Crunk is a music that causes a lot of problems for “serious” critics, because it ignores the conventions of hip-hop, which often ignore the conventions of Western music in general. It is music whose purpose is the beat and the atmosphere. All vocals on top must succumb to the production or risk sounding too “hip-hop”. See, Flockaveli is “real”, from Waka’s non-rapping raps to his endless amount of weed carriers and useless verses based on nonsensical studio gangster in-jokes. As “Fuck This Industry” makes perfectly clear, he couldn’t care less if his album is a critical or commercial success. His homies have been put on, his point has been made, and whatever happens next happens. Consider him the anti-Rick Ross or Jay-Z. But there is one caveat to all this, maybe even two: Lex Luger is an insanely talented producer. While his lane is perhaps the narrowest of any producer in recent memory, he takes the aggression and bombastic nature of Drumma Boy and marries it to the grim, somewhat classical influenced programming of Zaytoven. In the process he creates these massive edifices of drill’n'bass 808 trills, bass kicks and hand claps that don’t pretend to be anything but trunk bangers. They are so filled with minor details that it’s honestly hard to pay attention to how whack Waka and his cornies are most of the time, which like I said before is the point of crunk. When the raps do stand out, it’s because the hooks are almost universally subversive (save the repetitive “Young Money Brick Squad” chant) and these guys are simply too dedicated to ignorance and simple turns of phrase to avoid entertainment forever.

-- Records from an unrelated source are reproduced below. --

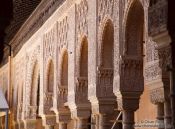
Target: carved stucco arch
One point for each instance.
(62, 88)
(84, 40)
(49, 66)
(62, 52)
(34, 84)
(127, 18)
(107, 21)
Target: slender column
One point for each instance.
(97, 122)
(49, 127)
(93, 122)
(82, 124)
(160, 115)
(128, 119)
(103, 122)
(167, 111)
(62, 126)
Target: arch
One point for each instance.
(107, 45)
(134, 29)
(84, 58)
(34, 85)
(50, 77)
(64, 69)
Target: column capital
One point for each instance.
(128, 100)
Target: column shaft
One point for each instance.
(82, 124)
(62, 126)
(160, 115)
(128, 119)
(167, 117)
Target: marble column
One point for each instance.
(104, 122)
(82, 123)
(49, 127)
(62, 125)
(167, 115)
(160, 115)
(128, 119)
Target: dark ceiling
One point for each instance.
(6, 12)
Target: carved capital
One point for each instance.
(157, 95)
(128, 100)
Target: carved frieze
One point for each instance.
(62, 33)
(49, 40)
(81, 19)
(158, 15)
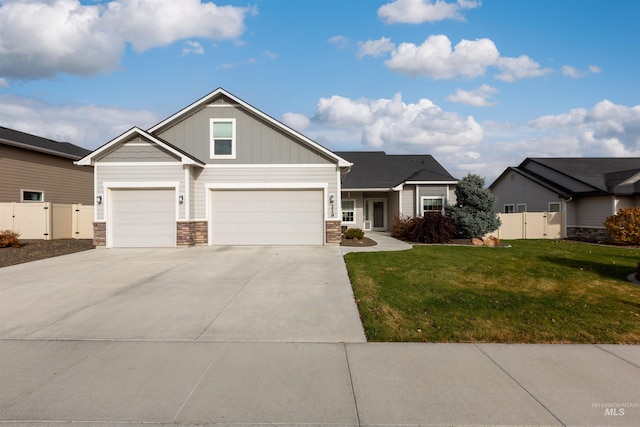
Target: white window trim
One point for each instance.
(354, 211)
(23, 190)
(423, 198)
(233, 139)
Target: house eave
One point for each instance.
(39, 149)
(89, 160)
(220, 91)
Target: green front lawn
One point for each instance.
(537, 291)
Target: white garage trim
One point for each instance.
(313, 232)
(266, 186)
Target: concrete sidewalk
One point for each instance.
(249, 383)
(384, 243)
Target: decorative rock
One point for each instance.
(477, 242)
(488, 242)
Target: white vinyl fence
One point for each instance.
(47, 221)
(530, 225)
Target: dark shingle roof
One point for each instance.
(44, 145)
(376, 169)
(602, 174)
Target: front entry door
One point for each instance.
(378, 215)
(376, 212)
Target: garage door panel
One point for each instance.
(267, 217)
(143, 218)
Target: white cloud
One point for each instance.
(375, 48)
(436, 58)
(88, 126)
(396, 126)
(42, 38)
(151, 23)
(192, 47)
(270, 55)
(569, 71)
(341, 42)
(574, 73)
(419, 11)
(296, 121)
(477, 97)
(520, 68)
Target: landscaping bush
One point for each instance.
(473, 214)
(624, 227)
(432, 228)
(400, 227)
(354, 233)
(8, 239)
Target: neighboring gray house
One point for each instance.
(381, 187)
(218, 172)
(36, 169)
(586, 190)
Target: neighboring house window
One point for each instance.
(432, 204)
(223, 138)
(31, 196)
(348, 211)
(554, 207)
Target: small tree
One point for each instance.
(473, 214)
(624, 227)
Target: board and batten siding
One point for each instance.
(136, 174)
(515, 189)
(59, 179)
(139, 150)
(265, 176)
(257, 142)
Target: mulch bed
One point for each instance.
(365, 241)
(33, 250)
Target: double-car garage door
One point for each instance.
(266, 217)
(147, 217)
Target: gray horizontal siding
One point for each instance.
(514, 189)
(137, 174)
(257, 142)
(59, 179)
(592, 211)
(557, 177)
(262, 175)
(139, 152)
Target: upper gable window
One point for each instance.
(223, 138)
(31, 196)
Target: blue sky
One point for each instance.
(479, 85)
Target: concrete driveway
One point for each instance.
(283, 294)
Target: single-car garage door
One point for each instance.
(267, 217)
(142, 218)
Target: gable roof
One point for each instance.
(43, 145)
(221, 92)
(379, 170)
(571, 176)
(185, 158)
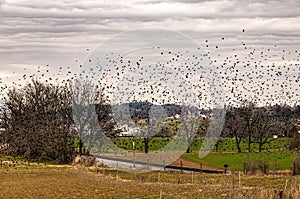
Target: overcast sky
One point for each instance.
(59, 32)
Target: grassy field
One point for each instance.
(280, 160)
(20, 180)
(225, 144)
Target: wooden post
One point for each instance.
(181, 166)
(192, 177)
(201, 167)
(158, 178)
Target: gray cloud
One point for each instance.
(58, 32)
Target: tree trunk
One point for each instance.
(146, 143)
(188, 150)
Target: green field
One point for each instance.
(22, 180)
(225, 144)
(280, 160)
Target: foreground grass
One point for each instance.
(64, 181)
(279, 160)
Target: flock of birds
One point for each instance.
(264, 75)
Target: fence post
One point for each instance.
(192, 177)
(181, 166)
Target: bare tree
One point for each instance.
(38, 122)
(236, 125)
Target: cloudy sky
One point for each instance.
(61, 33)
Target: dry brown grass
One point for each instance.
(63, 181)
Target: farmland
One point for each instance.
(35, 180)
(224, 144)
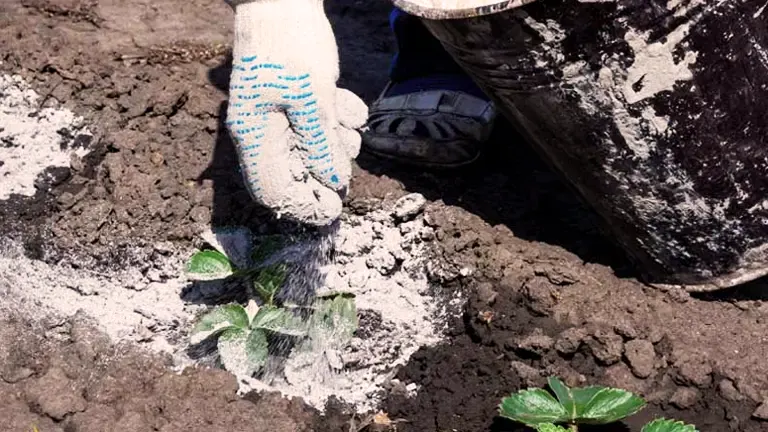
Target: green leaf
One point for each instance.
(257, 349)
(533, 407)
(232, 345)
(279, 321)
(218, 320)
(269, 281)
(665, 425)
(549, 427)
(267, 247)
(209, 265)
(582, 396)
(344, 315)
(609, 405)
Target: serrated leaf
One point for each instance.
(267, 246)
(666, 425)
(564, 395)
(209, 265)
(344, 316)
(232, 346)
(268, 282)
(257, 349)
(582, 396)
(609, 405)
(533, 407)
(280, 321)
(218, 320)
(549, 427)
(234, 242)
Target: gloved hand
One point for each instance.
(293, 128)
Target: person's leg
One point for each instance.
(431, 112)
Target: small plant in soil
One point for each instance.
(245, 333)
(594, 405)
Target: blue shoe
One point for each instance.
(439, 121)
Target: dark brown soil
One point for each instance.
(151, 79)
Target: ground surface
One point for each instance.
(150, 78)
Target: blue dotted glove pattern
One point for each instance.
(260, 89)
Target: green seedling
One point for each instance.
(244, 334)
(666, 425)
(573, 406)
(594, 405)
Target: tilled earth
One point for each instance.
(549, 295)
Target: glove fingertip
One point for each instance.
(352, 112)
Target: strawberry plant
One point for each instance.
(594, 405)
(244, 333)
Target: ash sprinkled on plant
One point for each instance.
(380, 259)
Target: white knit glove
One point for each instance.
(293, 128)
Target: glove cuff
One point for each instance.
(235, 3)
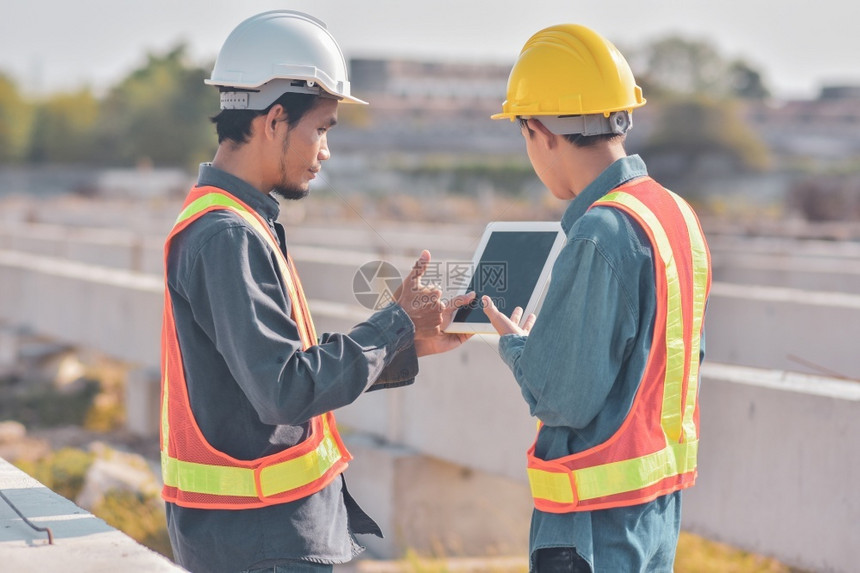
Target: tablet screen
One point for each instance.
(508, 271)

Essentially, Flockaveli is poised to become to the Trap South what Group Home’s Livin’ Proof means to graduates of NYC’s Golden Age: a producer classic littered with verses so whack they become endearing in their special way. What Premier saw in Malachi and Lil’ Dap, Luger sees in Waka Flocka Flame, and he pulls that special kind of synergy unique to hip-hop out of him again and again. This is a very specific album intended for a specific audience: downtrodden, powerless, forever seeking payment, pussy and freedom from the powers that be but in the process of accepting they may never find that experience. This is strictly hood music, and as a white suburbanite I honestly find it hard to say much more than if you’re not into crunk, or what Waka and friends have evolved the format into with Flockaveli, then you just don’t need to listen to this. Because if you dislike it, well, you just aren’t listening right. This is the very definition of potential maximized. Sure, Flocka’s no Pastor Troy let alone T.I. or Big Boi, but it’s been a very long time since a hip-hop release felt like it truly didn’t give a fuck about anything but its local community while pushing its genre forward as much as possible. It’s comforting to hear something feeling so insular and self-involved, even if it’s only entertaining in cars and as awkward filler at parties.